Saint-Nicolas, qu'on appelle aussi l'église des Jésuites. Le clocher est quasi dissimulé derrière le fronton. (Photo P. Delevoy, extraite du site pormenaz.free.fr) |
• Dans l’église Notre-Dame du Saint-Cordon, « Cloche du Ban, ou Bancloche, vulgairement appelée « Jeanne de Flandre ». Cette cloche provient du beffroi écroulé en 1843 ; sans aucun ornement ni inscription, elle est l'œuvre de Guillaume de Saint-Omer, et a été fondue en 1358. Elle servait à annoncer les proclamations du magistrat et les solennités de la Ville. » Mais nous avons vu que ce n’est pas la Bancloque qui a été réalisée par Guillaume de Saint-Omer, c’est la Curiande.
Notre-Dame du Saint-Cordon, basilique depuis 1922 (Photo extraite du site basiliquesaintcordon.valenciennes.fr) |
• Dans l’église Saint-Géry, « Cloche du XVIe siècle, provenant du beffroi, très curieuse, fondue en 1592. Elle porte des sceaux, des armoiries et une inscription en vieille langue tudesque. » Mais il annonce sur son autre liste (voir ma note n° 8) : « Cloche très curieuse datée de 1483, avec inscription flamande, œuvre de Siméon Wagbane. » C’est à y perdre son latin, son flamand et son tudesque réunis ! Et jamais Maurice Bauchon ne précise s’il s’agit de la cloche qui sonnait l’ouverture et la fermeture des portes de la ville. Mais quelle qu’elle soit, pour l’entendre cliquez : https://www.dailymotion.com/video/x61o84 (enregistrement par Monique Vanhalst).

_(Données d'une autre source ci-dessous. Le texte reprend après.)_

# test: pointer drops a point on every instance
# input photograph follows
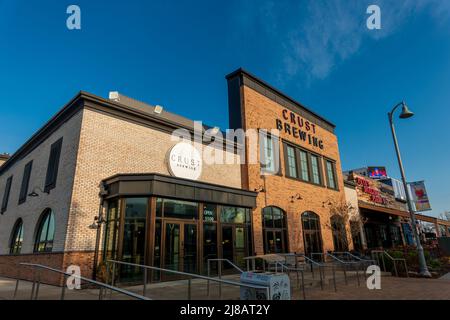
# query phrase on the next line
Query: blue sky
(176, 53)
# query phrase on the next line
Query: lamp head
(406, 113)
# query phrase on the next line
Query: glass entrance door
(233, 244)
(180, 247)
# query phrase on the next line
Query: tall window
(45, 232)
(274, 230)
(6, 195)
(311, 233)
(268, 153)
(291, 162)
(53, 165)
(339, 233)
(111, 231)
(304, 165)
(315, 169)
(17, 238)
(331, 174)
(25, 182)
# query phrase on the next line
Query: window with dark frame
(46, 232)
(17, 238)
(53, 165)
(316, 176)
(304, 165)
(291, 164)
(275, 236)
(269, 153)
(331, 174)
(25, 182)
(6, 195)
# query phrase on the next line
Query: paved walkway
(391, 289)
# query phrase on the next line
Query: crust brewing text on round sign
(185, 161)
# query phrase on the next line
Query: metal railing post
(144, 291)
(113, 278)
(220, 277)
(303, 285)
(34, 284)
(345, 274)
(209, 275)
(38, 285)
(395, 267)
(63, 292)
(334, 278)
(189, 288)
(357, 275)
(16, 289)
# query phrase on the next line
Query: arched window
(311, 233)
(274, 230)
(17, 238)
(339, 233)
(45, 232)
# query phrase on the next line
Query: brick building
(384, 213)
(304, 180)
(158, 203)
(3, 158)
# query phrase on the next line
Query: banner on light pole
(419, 196)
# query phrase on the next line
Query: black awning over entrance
(159, 185)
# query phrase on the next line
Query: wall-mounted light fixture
(296, 197)
(34, 193)
(260, 189)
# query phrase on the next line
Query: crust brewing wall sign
(185, 161)
(299, 128)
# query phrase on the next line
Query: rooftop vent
(114, 95)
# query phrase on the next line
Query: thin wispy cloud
(314, 37)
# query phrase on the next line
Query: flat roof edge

Saint-Géry a reçu ce clocher en 1851 pour remplacer le beffroi effondré. (Photo extraite du site basiliquesaintcordon.valenciennes.fr) |
Ce qui est certain, c’est que ces trois cloches « provenant du beffroi » seront sauvées de la dépendaison et de la fonte, en compagnie de quelques autres qui se trouvaient également dans ces clochers d’églises – y compris la cloche de l’horloge fondue par Delcourt, qui avait retrouvé place à l’Hôpital Général.
Pour les riverains, il n’est pas toujours facile de supporter le voisinage d’un clocher en pleine action, comme en témoigne ce petit entrefilet paru dans Le Courrier du Nord le 12 octobre 1881 :
(Bibliothèque de Valenciennes) |
Mais les cloches ne sont pas seulement source de tintamarre. Elles sont aussi les témoins du riche passé de Valenciennes. Lorsqu’elles chantent, c’est un peu de l’air du Moyen-âge qu’elles nous donnent à respirer… s’il s’agit bien d’elles !

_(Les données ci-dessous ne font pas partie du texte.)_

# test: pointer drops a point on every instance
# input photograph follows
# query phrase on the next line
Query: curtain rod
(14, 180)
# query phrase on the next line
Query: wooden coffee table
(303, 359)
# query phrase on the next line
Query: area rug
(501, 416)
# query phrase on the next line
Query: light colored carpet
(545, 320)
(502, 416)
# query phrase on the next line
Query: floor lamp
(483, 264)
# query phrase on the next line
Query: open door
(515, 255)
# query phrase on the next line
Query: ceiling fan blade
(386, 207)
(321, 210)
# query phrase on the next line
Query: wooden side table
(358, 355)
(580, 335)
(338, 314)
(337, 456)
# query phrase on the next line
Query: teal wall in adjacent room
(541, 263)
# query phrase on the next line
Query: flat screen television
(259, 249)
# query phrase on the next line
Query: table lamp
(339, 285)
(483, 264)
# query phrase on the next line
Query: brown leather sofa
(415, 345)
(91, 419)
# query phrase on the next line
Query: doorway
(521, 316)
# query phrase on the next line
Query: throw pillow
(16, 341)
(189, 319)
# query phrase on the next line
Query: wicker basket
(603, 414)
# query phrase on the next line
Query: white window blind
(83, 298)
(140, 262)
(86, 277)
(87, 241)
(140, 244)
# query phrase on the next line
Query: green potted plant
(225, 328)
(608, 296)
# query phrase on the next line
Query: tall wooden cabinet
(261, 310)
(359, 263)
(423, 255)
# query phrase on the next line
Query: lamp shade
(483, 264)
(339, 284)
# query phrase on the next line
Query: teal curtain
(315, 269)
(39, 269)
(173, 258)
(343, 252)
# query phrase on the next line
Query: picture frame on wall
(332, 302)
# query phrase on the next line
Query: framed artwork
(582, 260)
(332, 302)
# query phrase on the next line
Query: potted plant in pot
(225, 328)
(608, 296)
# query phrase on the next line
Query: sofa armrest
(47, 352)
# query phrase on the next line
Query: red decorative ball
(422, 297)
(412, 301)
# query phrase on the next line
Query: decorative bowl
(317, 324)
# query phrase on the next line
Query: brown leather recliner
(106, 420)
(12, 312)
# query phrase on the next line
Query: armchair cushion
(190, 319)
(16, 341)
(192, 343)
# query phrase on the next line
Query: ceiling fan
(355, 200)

[1] « Le beffroi de Valenciennes » in Archives du Nord, 2esérie, tome IV, 1873.
[2] « Vivre à Valenciennes sous l’occupation allemande, 1914-1918 », journal de Maurice Bauchond édité par le Cercle Archéologique et Historique de Valenciennes en 2018.
[3] « Le beffroi et la cloche des ouvriers en 1358 » in Mémoires historiques sur l’arrondissement de Valenciennes, 1873.
[4] Voir le court article in Bibliothèque de l’école des Chartes, 1843, page 400.
[5] Revue du Nord, tome 9, n° 35, août 1923.
[6] Bibliothèque de l’école des Chartes, opus cit.
[7] Signataire inconnu d’un article paru dans La Chronique de Valenciennes de 1901, que je n’ai pas pu lire mais qui est cité par l’auteur du blog haspresnews.e-monsite.com
[8] On dispose de deux listes : l’une citée par René Delame dans son livre « Valenciennes Occupation allemande 1914-1918, Faits de guerre et souvenirs » (1933) ; l’autre donnée par Maurice Bauchond lui-même dans son « rapport à la Commission du Musée de Valenciennes en sa séance du 17 février 1921 », présenté dans la Revue du Nord, op. cit.